La decisión de ir a Jerusalén fue intencional, pues era el centro del judaísmo, y Jesús quería que se oyera allí la buena noticia que predica­ba en Galilea. Su permanencia en Jerusalén fue breve, pues sus acciones y mensajes desa­fiaron fuertemente los pilares del judaísmo: quebrantó los preceptos de la ley, se mezcló con los pecadores y, más grave aún, atentó contra el templo.

Cuando las autoridades religiosas planearon darle muerte tuvieron que recurrir a Poncio Pilato, el gobernador romano de Judea, que tenía poder para condenar a la pena de muerte. Al final, Jesús fue condenado a morir crucificado, un suplicio que los romanos reservaban para los esclavos y malhechores.

La generación apostólica (30-70 d.

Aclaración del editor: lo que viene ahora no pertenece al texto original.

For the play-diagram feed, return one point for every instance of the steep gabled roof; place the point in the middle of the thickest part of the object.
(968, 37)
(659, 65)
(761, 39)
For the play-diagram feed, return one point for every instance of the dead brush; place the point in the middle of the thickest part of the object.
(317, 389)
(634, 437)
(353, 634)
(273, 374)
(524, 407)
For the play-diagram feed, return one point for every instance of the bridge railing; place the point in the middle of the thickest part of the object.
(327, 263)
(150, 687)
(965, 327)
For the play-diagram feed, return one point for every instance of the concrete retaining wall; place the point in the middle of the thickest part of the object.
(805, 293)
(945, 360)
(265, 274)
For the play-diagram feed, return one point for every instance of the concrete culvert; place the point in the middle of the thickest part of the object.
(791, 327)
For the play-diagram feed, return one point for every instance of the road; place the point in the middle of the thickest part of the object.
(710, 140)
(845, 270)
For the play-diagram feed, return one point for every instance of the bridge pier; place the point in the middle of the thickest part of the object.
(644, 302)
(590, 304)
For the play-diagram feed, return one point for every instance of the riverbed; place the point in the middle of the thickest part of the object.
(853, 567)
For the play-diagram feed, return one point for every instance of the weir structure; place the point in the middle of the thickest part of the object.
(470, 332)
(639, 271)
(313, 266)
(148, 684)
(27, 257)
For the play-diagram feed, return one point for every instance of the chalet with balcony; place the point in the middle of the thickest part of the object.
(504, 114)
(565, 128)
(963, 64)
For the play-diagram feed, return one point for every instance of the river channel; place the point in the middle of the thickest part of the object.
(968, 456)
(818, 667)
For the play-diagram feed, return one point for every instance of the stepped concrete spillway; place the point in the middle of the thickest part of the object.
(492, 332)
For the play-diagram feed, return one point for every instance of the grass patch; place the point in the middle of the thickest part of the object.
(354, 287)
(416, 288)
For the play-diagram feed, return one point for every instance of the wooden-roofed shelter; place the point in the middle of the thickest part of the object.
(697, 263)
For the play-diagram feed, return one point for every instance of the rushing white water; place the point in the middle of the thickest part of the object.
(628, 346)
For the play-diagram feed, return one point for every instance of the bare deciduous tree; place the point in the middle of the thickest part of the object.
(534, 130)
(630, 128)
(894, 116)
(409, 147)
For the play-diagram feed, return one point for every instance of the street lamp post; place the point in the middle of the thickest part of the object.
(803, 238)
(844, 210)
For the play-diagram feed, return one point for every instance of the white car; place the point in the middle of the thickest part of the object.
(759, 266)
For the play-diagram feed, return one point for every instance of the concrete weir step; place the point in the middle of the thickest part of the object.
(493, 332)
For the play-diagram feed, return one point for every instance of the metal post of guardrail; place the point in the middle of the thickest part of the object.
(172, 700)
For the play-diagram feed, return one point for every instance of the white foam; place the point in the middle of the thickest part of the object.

C.)

La muerte de Jesús provocó en sus discípu­los una reacción de desilusión (Le 24,18-21) y de miedo (Jn 20,19-23). Poco tiempo des­pués, cuando confirmaron la resurrección del Maestro, su temor desapareció y salieron a la plaza a anunciar valientemente que Je­sús había resucitado. El encuentro con el Señor resucitado los hizo pasar de una sen­sación de fracaso, al testimonio abierto y alegre de una experiencia que cambió su vi­da. Este grupo de discípulos, que había se­guido a Jesús hasta Jerusalén, fue el núcleo de la primera comunidad cristiana. Destaca el grupo de los apóstoles -los Doce-, bajo cuya guía se consolidó y se extendió la Iglesia durante la primera generación cristiana.

Los inicios del cristianismo se caracteri­zan por la rápida expansión del mensaje cristiano y el surgimiento de pequeñas co­munidades en toda la parte oriental del im­perio, como fruto de la predicación de los misioneros cristianos. El libro de los Hechos describe las principales etapas del proceso de expansión: primero Jerusalén, Judea y Samaria (Hch 1 8), después la región coste­ra de Palestina (11 19-30), y desde allí las regiones de Asia Menor y Grecia (13 - 20), hasta llegar a Roma (28 11-31). En el año 50 d. C, a sólo veinte años de la muerte de Jesús, el imperio romano había quedado sembrado de pequeñas comunidades, en las que se ensayaba un nuevo estilo de vi­da, alimentado por una nueva fe.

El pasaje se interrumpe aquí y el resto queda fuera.